Dans la Note blanche, on adore découvrir (et relire) les correspondances des grands écrivains entre eux. Et on a un petit faible pour le XIXe siècle : que ce soit une lettre de Flaubert à Hugo, d’Hugo à Baudelaire, ou encore l’inverse, on est toujours frappé de voir que tous ces monstres sacrés de la littérature française se côtoyaient et s’estimaient… S’il y avait parfois des différences générationnelles et des écarts d’ambition importants entre eux, la lettre était le médium qui leur permettait de converser aimablement, tout en se tenant au courant de l’actualité littéraire et des trouvailles de chacun. Heureusement, quelques écrivains d’aujourd’hui reprennent le flambeau...

Flaubert Baudelaire
"Ces drogues-là m’ont toujours causé une 
grande envie"


lundi 22 octobre 1860

Vous êtes bien aimable, mon cher Baudelaire, de m’avoir envoyé un tel livre ! [Les Paradis artificiels] Tout m’en plaît, l’intention, le style et jusqu’au papier.

Je l’ai lu très attentivement. Mais il faut d’abord que je vous remercie pour m’avoir fait connaître un aussi charmant homme que le sieur de Quincey ! Comme on aime celui-là !

Voici (pour en finir tout de suite avec le mais) ma seule objection. Il me semble que dans un sujet, traité d’aussi haut, dans un travail qui est le commencement d’une science, dans une œuvre d’observation naturelle et d’induction, vous avez (et à plusieurs reprises) insisté trop (?) sur l’Esprit du mal. On sent comme un levain de catholicisme çà et là. J’aurais mieux aimé que vous ne blâmiez pas le haschich, l’opium, l’excès. Savez-vous ce qui en sortira plus tard ?

Mais noter que c’est là une opinion personnelle dont je ne fais aucun cas. Je ne reconnais point à la critique le droit de substituer sa pensée à celle d’un autre. Et ce que je blâme dans votre livre est, peut-être, ce qui en constitue l’originalité, et la marque même de votre talent ? Ne pas ressembler au voisin tout est là.

Maintenant que je vous ai avoué toute ma rancune je ne saurais trop vous dire combien j’ai trouvé votre oeuvre excellente d’un bout à l’autre, c’est d’un style très haut, très ferme et très fouillé. J’admire profondément dans le poème du haschich les pages 27-33, 51-55, 76 et tout ce qui suit.

Vous avez trouvé le moyen d’être classique, tout en restant le romantique transcendant que nous aimons.

Quant à la partie intitulée Un mangeur d’opium, je ne sais ce que vous devez à Quincey, mais en tout cas c’est une merveille.

Je ne sais pas de figure plus sympathique, pour moi du moins.

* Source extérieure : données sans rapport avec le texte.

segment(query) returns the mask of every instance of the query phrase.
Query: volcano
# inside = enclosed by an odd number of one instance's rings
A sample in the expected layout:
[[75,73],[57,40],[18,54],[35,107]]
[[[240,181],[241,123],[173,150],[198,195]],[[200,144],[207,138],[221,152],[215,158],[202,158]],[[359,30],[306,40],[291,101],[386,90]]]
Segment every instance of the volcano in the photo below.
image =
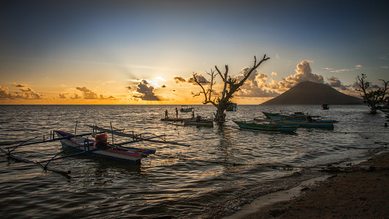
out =
[[302,82],[261,105],[359,105],[362,99],[345,94],[324,84]]

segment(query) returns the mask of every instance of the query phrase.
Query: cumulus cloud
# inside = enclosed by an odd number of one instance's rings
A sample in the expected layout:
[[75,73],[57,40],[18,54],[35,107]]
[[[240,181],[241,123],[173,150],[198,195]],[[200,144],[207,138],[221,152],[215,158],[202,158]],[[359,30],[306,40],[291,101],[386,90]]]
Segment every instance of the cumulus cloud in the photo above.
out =
[[184,83],[186,82],[186,80],[185,79],[184,79],[182,77],[179,77],[179,76],[176,76],[174,77],[174,80],[176,81],[176,83],[180,83],[180,82],[182,82],[182,83]]
[[323,76],[312,74],[312,69],[310,65],[310,63],[306,60],[297,65],[297,69],[295,71],[296,74],[286,77],[285,80],[293,83],[299,83],[307,80],[321,84],[324,82]]
[[8,94],[8,88],[0,86],[0,99],[11,99],[11,96]]
[[82,96],[85,99],[101,99],[97,96],[96,93],[87,89],[86,87],[77,87],[76,89],[82,92]]
[[75,97],[70,96],[70,99],[80,99],[80,98],[79,98],[79,96],[78,96],[78,94],[75,94]]
[[[241,75],[236,77],[236,78],[238,80],[242,80],[249,70],[250,68],[242,69]],[[242,97],[274,97],[279,95],[276,92],[267,89],[267,80],[266,75],[255,70],[250,75],[241,89],[235,95]]]
[[39,94],[37,92],[35,92],[31,87],[20,85],[16,84],[13,82],[11,84],[12,86],[15,86],[19,89],[21,92],[21,94],[11,93],[8,91],[8,87],[1,87],[0,88],[0,98],[1,99],[42,99],[42,95]]
[[347,69],[347,68],[333,69],[332,68],[323,68],[323,69],[328,70],[331,73],[342,73],[342,72],[350,71],[350,70],[357,70],[357,69],[361,68],[362,68],[362,65],[355,65],[355,68],[350,68],[350,69]]
[[[200,82],[203,85],[209,85],[210,83],[210,82],[209,82],[204,76],[203,76],[202,74],[196,75],[196,78],[197,79],[198,82]],[[197,85],[197,83],[194,81],[193,77],[188,79],[188,83]]]
[[167,100],[160,95],[154,94],[154,87],[147,80],[142,80],[136,87],[136,92],[139,94],[132,96],[132,97],[140,99],[144,101],[158,101]]
[[66,99],[66,96],[65,96],[65,94],[59,94],[59,99]]
[[[91,89],[87,89],[86,87],[77,87],[76,89],[80,91],[82,93],[82,96],[84,99],[117,99],[114,96],[110,96],[108,97],[105,96],[103,94],[98,94]],[[71,99],[81,99],[81,97],[75,94],[75,97],[70,97]]]
[[340,90],[347,90],[349,89],[347,87],[343,85],[338,77],[333,76],[327,77],[327,80],[329,82],[329,85],[332,87],[338,88]]

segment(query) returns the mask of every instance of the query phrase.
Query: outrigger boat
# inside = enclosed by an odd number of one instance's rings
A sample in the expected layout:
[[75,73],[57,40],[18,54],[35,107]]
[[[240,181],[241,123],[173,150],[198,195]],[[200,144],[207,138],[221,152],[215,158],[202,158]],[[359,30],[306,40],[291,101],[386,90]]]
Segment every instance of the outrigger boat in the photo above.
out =
[[272,119],[279,124],[297,125],[303,127],[324,127],[333,128],[333,123],[338,123],[336,120],[321,120],[319,115],[310,115],[304,114],[302,112],[294,113],[272,113],[262,112],[268,118]]
[[[125,146],[125,145],[142,141],[151,142],[154,143],[173,144],[189,146],[189,145],[179,144],[175,142],[166,141],[165,134],[155,135],[150,132],[135,134],[134,132],[132,132],[132,134],[128,134],[125,133],[123,130],[117,129],[114,130],[112,126],[110,130],[100,127],[96,125],[87,126],[92,127],[93,132],[89,133],[76,134],[76,132],[75,132],[75,134],[70,134],[60,130],[54,130],[53,132],[51,132],[49,139],[44,136],[43,141],[31,142],[39,137],[37,137],[26,140],[17,146],[7,146],[4,148],[0,147],[0,151],[7,155],[8,157],[13,159],[27,163],[34,163],[38,166],[42,168],[44,170],[51,170],[60,174],[68,175],[71,173],[70,170],[51,168],[49,168],[47,165],[52,161],[63,159],[82,154],[98,156],[109,159],[140,164],[141,160],[142,158],[146,158],[149,155],[155,154],[156,150]],[[100,132],[96,132],[98,130]],[[113,134],[112,144],[108,142],[108,135],[106,134],[106,132],[110,132]],[[56,137],[56,134],[57,135],[57,137]],[[113,134],[131,137],[132,139],[131,141],[114,144]],[[86,137],[88,135],[92,135],[95,138],[95,139]],[[40,161],[27,160],[16,156],[14,154],[11,154],[15,149],[20,146],[52,142],[56,141],[60,141],[63,147],[68,148],[69,149],[72,149],[73,151],[75,150],[77,151],[77,153],[57,157],[60,154],[68,151],[62,150],[61,151],[53,156],[52,158]]]
[[192,106],[181,106],[179,111],[182,113],[191,112],[193,109]]
[[298,125],[279,125],[274,123],[259,123],[256,122],[243,122],[232,120],[241,130],[249,130],[265,132],[293,132],[297,130]]
[[181,118],[162,118],[161,121],[168,121],[168,122],[182,122],[183,119]]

Ces drogues-là m’ont toujours causé une grande envie. Je possède même d’excellent haschich composé par le pharmacien Gastinel. Mais ça me fait peur, ce dont je me blâme.

Connaissez-vous dans le Soudan de d’Escayrac de Lauture toute une théogonie et cosmogonie particulière inventée par un fumeur d’opium. Il m’en reste un souvenir « assez farce » mais j’aime mieux M. de Quincey. Pauvre homme ! Qu’est devenue miss Ann ?

On vous doit aussi de la reconnaissance pour la petite note relative aux critiques nouveaux. Là, j’ai été gratté ou plutôt flatté à mon endroit sensible.

J’attends avec impatience les nouvelles fleurs du mal, mon observation ne peut ici avoir lieu, car le poète a parfaitement le droit de croire à tout ce qu’il voudra. Mais le savant ?

Je vous dis peut-être des stupidités ? Il me semble néanmoins que je me comprends. Nous en recauserons. Comme vous travaillez ! — et bien !

Adieu, je vous serre la main à vous décrocher l’épaule.